Chief Blogger, Social Marketing Leader

At the recent American Fuel & Petrochemical Manufacturers (AFPM) 2013 Q&A and Technology Forum, Emerson’s Tim Olsen had an article in the conference daily publication. You may recall Tim from earlier posts and as the past Chair for the AIChE Fuels and Petrochemicals Division.

The article, New challenges with shale oil refining and crude blending, explored impacts of the growing North American shale oil (light tight oil) and gas production on downstream operations.

Tim opens noting the refining challenge:

…these typically lighter crude oils don’t come without some processing challenges. For starters, because they are lighter, they need to be blended with other crudes to get the right balance for best utilization of existing process units.

Without consistent blends, the operators must constantly adjust the crude unit operations. Without any blending:

…the greater percentage of lighter components can bottleneck the crude overhead and naphtha processing units, with limited production of other fuel products like diesel and jet fuel.

When two different crude sources with varying properties are blended, it:

…can introduce unknown issues with crude incompatibilities. When crudes are incompatible, accelerated fouling occurs in the crude unit heat exchanger train due to a rapid increase in asphaltene precipitation. Accelerated fouling can lead to additional energy costs with the crude unit fired heater, limiting throughput when the fired heater becomes duty limited, or causing an earlier shutdown for exchanger cleaning.

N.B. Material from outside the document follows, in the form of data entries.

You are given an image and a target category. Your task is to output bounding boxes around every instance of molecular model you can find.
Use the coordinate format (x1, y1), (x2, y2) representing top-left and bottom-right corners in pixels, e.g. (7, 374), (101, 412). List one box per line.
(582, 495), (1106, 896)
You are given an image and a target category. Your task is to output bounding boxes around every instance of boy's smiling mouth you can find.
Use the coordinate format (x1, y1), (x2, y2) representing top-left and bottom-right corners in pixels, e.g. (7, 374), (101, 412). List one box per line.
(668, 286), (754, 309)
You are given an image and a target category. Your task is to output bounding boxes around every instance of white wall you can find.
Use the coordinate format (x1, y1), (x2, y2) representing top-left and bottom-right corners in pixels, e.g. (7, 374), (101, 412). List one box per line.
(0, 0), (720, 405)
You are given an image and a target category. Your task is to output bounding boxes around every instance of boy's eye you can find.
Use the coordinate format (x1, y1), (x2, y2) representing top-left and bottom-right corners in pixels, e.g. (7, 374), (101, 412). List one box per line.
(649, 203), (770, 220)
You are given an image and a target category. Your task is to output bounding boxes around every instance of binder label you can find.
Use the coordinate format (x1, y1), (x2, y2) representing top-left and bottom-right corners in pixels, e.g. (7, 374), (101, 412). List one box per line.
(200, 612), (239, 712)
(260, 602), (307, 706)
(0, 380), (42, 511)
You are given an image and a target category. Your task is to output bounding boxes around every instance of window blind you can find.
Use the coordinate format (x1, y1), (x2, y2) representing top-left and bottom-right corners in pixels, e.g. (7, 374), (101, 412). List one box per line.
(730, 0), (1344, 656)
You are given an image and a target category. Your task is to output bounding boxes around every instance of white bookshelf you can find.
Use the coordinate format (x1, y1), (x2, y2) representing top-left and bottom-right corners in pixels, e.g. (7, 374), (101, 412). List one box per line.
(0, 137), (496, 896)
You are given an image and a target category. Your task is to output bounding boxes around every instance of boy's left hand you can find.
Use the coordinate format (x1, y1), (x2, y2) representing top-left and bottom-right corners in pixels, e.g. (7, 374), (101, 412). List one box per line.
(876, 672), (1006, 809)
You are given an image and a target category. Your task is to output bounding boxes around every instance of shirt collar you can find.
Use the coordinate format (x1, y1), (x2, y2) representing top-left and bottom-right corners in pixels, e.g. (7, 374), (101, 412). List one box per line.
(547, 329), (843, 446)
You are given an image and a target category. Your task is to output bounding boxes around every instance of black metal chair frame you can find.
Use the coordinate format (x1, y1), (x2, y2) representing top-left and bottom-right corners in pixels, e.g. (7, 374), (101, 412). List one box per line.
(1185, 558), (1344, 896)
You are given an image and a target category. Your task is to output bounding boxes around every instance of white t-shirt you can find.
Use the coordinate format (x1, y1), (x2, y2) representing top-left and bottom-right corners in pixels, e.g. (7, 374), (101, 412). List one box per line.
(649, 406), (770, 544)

To address some of these challenges, some refiners are:

…adding temperature measurements around all the crude unit heat exchanger bundles that were not included in the original process design, and using software applications to monitor heat exchanger fouling to gain a better understanding of accelerated fouling due to crude incompatibilities, and to identify which tube bundles require cleaning.

Crude-Unit-Heat-ExchangerAdding measurements after the fact can be a steep installation challenge. Tim notes how wireless instrumentation can help, such as adding to the crude unit’s heat exchange train:

…wireless temperature and differential pressure measurements for online process conditions… and monitor the condition or “health” of process equipment, not just heat exchangers but also process pumps, control valves, and other assets.

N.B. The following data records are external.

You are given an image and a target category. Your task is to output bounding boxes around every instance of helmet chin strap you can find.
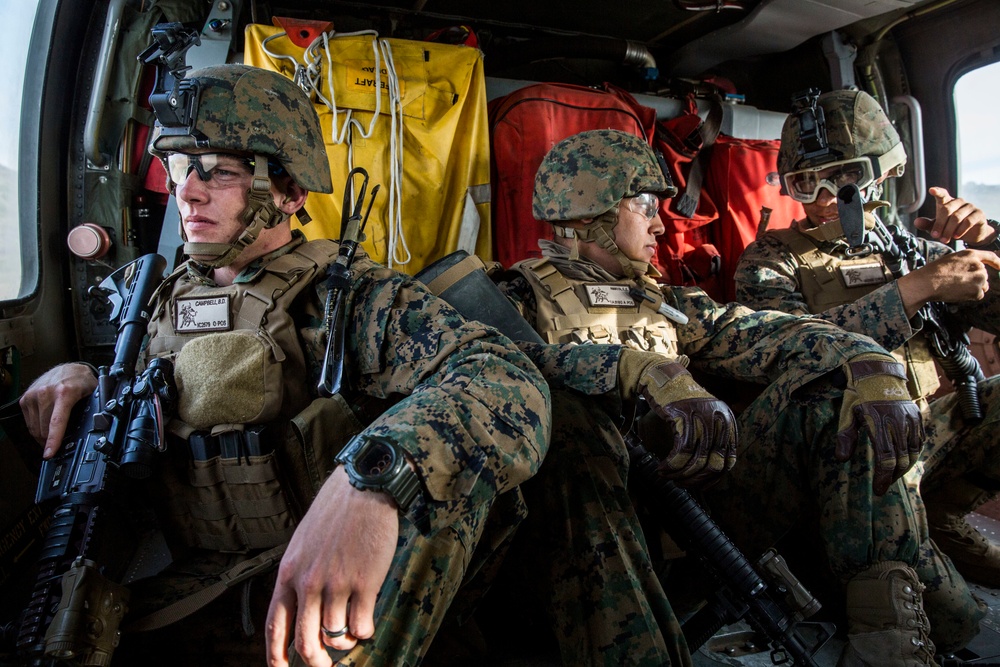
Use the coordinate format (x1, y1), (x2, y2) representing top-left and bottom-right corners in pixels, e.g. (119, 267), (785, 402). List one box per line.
(181, 155), (288, 269)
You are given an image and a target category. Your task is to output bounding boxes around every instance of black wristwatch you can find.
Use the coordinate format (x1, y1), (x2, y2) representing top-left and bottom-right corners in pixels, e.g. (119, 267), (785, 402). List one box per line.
(965, 220), (1000, 254)
(336, 435), (420, 512)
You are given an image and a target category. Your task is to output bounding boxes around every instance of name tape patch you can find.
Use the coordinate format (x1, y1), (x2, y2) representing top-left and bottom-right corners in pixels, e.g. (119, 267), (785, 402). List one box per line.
(584, 284), (635, 308)
(174, 296), (232, 333)
(840, 263), (885, 287)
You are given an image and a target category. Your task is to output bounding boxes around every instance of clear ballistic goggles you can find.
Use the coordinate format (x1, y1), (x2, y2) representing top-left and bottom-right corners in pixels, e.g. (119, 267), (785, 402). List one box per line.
(625, 192), (660, 220)
(164, 153), (281, 189)
(785, 157), (875, 204)
(782, 144), (906, 204)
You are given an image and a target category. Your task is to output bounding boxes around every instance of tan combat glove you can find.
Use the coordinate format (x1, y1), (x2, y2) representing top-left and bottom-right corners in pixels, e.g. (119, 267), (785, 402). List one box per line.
(836, 352), (924, 496)
(618, 349), (736, 486)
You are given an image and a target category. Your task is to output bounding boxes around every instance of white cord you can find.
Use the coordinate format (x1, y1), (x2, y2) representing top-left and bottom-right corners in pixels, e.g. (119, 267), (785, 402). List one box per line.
(261, 30), (413, 267)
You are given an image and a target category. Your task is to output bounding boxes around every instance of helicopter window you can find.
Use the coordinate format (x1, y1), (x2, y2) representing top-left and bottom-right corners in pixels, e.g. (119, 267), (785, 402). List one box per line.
(954, 62), (1000, 220)
(0, 2), (39, 301)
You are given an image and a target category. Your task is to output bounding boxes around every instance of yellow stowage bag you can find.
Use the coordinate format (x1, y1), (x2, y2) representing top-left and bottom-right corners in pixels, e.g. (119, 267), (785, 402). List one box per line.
(244, 24), (493, 274)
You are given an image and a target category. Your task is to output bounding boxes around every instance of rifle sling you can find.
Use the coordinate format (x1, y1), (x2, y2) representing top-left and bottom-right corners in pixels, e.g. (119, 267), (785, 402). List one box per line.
(125, 544), (288, 632)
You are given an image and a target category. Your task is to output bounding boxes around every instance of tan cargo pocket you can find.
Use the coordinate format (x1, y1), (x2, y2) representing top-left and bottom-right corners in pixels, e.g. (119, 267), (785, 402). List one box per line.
(174, 330), (284, 430)
(283, 394), (364, 508)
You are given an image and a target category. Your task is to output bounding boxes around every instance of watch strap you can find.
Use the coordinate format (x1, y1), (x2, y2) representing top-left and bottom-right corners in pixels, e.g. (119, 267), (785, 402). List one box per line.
(965, 219), (1000, 254)
(334, 435), (421, 512)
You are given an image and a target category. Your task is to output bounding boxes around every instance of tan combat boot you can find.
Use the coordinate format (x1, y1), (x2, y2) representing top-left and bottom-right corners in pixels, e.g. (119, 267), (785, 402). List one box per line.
(924, 478), (1000, 588)
(838, 560), (937, 667)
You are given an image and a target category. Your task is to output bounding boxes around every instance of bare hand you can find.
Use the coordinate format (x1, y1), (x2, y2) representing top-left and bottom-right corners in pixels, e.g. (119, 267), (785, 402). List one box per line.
(897, 249), (1000, 317)
(266, 467), (399, 667)
(913, 187), (996, 245)
(20, 364), (97, 459)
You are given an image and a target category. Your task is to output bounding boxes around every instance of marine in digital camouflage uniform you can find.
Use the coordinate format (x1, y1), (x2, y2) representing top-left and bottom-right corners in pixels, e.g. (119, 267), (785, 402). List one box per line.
(21, 65), (550, 665)
(498, 130), (936, 667)
(735, 90), (1000, 664)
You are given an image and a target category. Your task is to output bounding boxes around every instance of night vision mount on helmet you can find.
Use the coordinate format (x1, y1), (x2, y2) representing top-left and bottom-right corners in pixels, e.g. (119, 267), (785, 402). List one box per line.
(778, 88), (906, 203)
(139, 23), (333, 267)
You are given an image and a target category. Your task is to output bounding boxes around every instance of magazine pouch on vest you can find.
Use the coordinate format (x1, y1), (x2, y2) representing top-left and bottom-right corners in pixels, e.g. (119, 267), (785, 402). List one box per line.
(514, 259), (677, 357)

Tim explains that refiners must balance the cleaning costs of the heat exchange bundle versus the additional energy required for the heat transfer process as the tubes foul. With block and bypass valves, cleaning can be done without shutting the unit down, but throughput is reduced. An automated monitoring strategy can optimize availability and maintenance costs:

Online indication of asset health provides advanced warning and allows enough time for spare equipment to be safely brought online, eliminating process upsets, off-spec product and safety incidents that result from an unexpected trip. Advanced warning arms maintenance staff with the information they need to determine when servicing is necessary to prevent a failure, even on assets that do not have spares.

Tim concludes noting that online measurements, automated analysis, and automated alerts help reduce the risks associated with manual monitoring and provide earlier identification of abnormal situations.